VirtualBox and head scratching..

fjdouse

UNIX - Live Free or Die
After trying VMWare and Parallels and not getting acceptable performance in Vista, I switched to VirtualBox last year and have been very happy with it. I decided to see what the difference is running it via BootCamp, apart from Aero it wasn't any faster really so I did a full system restore via Time Machine.

I did it twice because the hidden system filestructure in the root of the Mac drive was exposed, I eventually hid them manually with 'chflags'. Ok.

Fired up VirtualBox and I could not get Vista online. I've never used anything but the default network VBox settings and it's always worked fine. Inside Vista, it can see the VBOXSVR share with no problems, when I get Vista to diagnose the problem it says "Cannot communicate with primary DNS Server(10.0.2.3)
Network diagnostics pinged the remote but did not receive a response."

I can't find anyone else who has this problem except here:
http://forums.virtualbox.org/viewtopic.php?p=3700&sid=8539b727043cd87566cb0f9e45f07b23

Notice with wonder at the overwhelming responses! I believe that is the correct IP of the VBox DNS server.

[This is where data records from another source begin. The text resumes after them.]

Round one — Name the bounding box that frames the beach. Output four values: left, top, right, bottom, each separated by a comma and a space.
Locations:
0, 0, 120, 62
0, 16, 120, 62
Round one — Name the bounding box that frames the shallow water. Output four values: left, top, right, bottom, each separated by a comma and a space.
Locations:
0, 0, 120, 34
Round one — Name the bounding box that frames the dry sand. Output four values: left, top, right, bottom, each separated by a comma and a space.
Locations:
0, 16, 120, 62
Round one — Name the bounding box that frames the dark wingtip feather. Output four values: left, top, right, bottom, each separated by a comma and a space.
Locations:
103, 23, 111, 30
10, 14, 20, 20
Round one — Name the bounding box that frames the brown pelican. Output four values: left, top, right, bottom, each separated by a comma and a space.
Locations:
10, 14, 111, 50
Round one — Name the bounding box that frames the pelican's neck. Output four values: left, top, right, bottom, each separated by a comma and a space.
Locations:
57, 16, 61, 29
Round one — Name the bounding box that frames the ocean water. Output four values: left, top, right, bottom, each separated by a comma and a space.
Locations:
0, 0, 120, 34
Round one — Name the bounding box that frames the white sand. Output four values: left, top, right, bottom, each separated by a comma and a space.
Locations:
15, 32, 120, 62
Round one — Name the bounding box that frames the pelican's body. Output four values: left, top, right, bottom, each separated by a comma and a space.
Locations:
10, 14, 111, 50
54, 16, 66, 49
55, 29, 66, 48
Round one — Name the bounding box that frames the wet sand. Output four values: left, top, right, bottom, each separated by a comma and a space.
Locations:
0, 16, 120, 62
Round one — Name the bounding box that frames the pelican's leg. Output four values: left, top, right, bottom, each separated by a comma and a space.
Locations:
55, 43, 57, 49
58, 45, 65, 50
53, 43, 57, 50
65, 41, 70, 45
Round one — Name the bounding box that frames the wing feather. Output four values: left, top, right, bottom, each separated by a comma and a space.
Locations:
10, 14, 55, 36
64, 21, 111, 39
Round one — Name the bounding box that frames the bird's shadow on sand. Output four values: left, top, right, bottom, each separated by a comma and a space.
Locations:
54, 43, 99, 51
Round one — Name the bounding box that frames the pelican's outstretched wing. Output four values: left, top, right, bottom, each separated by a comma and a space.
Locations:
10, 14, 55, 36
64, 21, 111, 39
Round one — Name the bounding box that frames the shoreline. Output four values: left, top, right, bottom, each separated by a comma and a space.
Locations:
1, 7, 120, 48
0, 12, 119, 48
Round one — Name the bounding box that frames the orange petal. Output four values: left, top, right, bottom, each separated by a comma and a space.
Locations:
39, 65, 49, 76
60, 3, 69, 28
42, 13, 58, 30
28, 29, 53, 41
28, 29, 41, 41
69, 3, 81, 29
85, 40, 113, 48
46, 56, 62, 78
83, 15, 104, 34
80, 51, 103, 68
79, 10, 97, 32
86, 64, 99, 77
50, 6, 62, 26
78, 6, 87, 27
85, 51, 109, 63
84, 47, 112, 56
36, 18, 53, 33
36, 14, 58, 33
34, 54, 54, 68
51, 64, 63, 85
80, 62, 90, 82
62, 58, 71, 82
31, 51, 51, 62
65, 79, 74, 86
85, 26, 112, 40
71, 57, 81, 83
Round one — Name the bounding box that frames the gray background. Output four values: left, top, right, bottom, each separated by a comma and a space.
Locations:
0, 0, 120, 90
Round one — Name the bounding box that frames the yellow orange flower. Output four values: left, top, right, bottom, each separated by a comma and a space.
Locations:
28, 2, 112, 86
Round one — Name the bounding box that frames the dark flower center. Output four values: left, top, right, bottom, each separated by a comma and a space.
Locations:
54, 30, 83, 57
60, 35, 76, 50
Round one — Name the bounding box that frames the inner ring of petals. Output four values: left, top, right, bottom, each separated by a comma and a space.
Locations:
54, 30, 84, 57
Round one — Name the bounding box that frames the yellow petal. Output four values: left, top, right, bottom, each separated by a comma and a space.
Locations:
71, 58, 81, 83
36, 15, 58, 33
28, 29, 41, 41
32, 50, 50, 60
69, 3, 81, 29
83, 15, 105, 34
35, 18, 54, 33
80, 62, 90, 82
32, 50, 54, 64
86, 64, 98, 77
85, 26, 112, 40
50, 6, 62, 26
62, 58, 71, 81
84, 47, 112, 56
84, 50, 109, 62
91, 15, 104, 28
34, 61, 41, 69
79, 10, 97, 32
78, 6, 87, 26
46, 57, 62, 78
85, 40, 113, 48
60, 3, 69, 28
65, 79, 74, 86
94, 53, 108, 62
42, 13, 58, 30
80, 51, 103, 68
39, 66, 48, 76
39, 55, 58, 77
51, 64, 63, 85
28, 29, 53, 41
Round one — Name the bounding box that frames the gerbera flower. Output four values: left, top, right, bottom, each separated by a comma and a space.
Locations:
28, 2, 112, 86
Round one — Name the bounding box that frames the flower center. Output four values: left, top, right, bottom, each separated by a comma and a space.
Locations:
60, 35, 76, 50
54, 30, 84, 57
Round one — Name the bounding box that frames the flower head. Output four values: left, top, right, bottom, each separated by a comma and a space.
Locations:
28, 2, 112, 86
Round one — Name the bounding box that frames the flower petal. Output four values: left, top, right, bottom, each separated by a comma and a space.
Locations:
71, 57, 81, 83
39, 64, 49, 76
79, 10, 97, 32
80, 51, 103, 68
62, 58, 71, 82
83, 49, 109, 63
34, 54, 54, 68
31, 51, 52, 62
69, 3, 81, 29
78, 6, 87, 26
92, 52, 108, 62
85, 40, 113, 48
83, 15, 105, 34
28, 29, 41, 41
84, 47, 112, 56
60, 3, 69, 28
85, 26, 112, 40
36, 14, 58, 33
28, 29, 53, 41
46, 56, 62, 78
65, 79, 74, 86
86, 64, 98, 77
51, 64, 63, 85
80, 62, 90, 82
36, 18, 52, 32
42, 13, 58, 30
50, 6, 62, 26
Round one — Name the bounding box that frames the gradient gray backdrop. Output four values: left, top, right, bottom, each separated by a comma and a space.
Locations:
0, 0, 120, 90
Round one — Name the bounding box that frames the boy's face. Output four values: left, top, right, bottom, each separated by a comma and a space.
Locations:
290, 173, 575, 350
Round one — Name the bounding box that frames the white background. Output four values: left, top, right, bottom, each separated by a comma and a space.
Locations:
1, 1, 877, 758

I installed another copy of Vista, then WindowsXP with the same problem. I then copied the VM to my partner's MacBook and it runs fine for her. So it's got to be something to do with MY MacBook.

I reinstalled again, same problem. I've not set any preferences with the firewall.

I found a workaround by installing a second virtual network card but I've not had to do this before.

Anyone else had this problem or have any insights or ideas? What could make it change like that?
 
Is that DNS part of your router etc or how is the DNS supplied?
Did you have the same issue in Fusion or Parallels too?
Do you have vbox tools (whatever they are called) installed?

You got as much responses from vbox support forums as I did - I had some guru meditation errors, also around the same time, yet no replies... :)
 
Yeah, I'm so flooded with replies I'm swamped!

The DNS setup is done by VirtualBox and is (was) the default settings. Yes the tools were installed. The VM worked flawlessly when copied to another Mac on the same network.

I fixed it by adding a new adaptor which uses the host's airport rather than NAT. Just cannot figure out why the default setting stopped working. A puzzle.

And yes, everything ran fine with the default settings in Parallels and VMWare, but the 'conventional' wisdom as to why these products are supposed to be better than VirtualBox eludes me. While trying to determine the problem, I tested boot speeds, app loading times etc. in all three products and found VirtualBox to be superior with Vista.
 
I had the same problem with VirtualBox: I could ping IPs directly, but domain names would not resolve from inside my VMs. This thread provided some answers:

http://forums.virtualbox.org/viewtopic.php?f=3&p=64065

If DNS lookup doesn't work in your Guest, then your Host's primary DNS doesn't work, or is unreachable. Your Host can automatically switch to the second DNS server when the primary fails, but VirtualBox cannot do this. Try switching your Primary and Secondary DNS entries in the host, boot the VM and try again.

I'm running WinXP as the host, and Ubuntu and Windows 7 images. DNS resolution was failing from inside both VMs.

Using ipconfig /all and nslookup, I verified that both my primary/secondary DNS servers were offline, and the host OS (WinXP) was failing over to a tertiary DNS server attached to my wireless connection. VirtualBoy is apparently not able to failover as gracefully.

This also explains why it may work one day but not the next, depending on whether one of your ISP's DNS servers is having problems.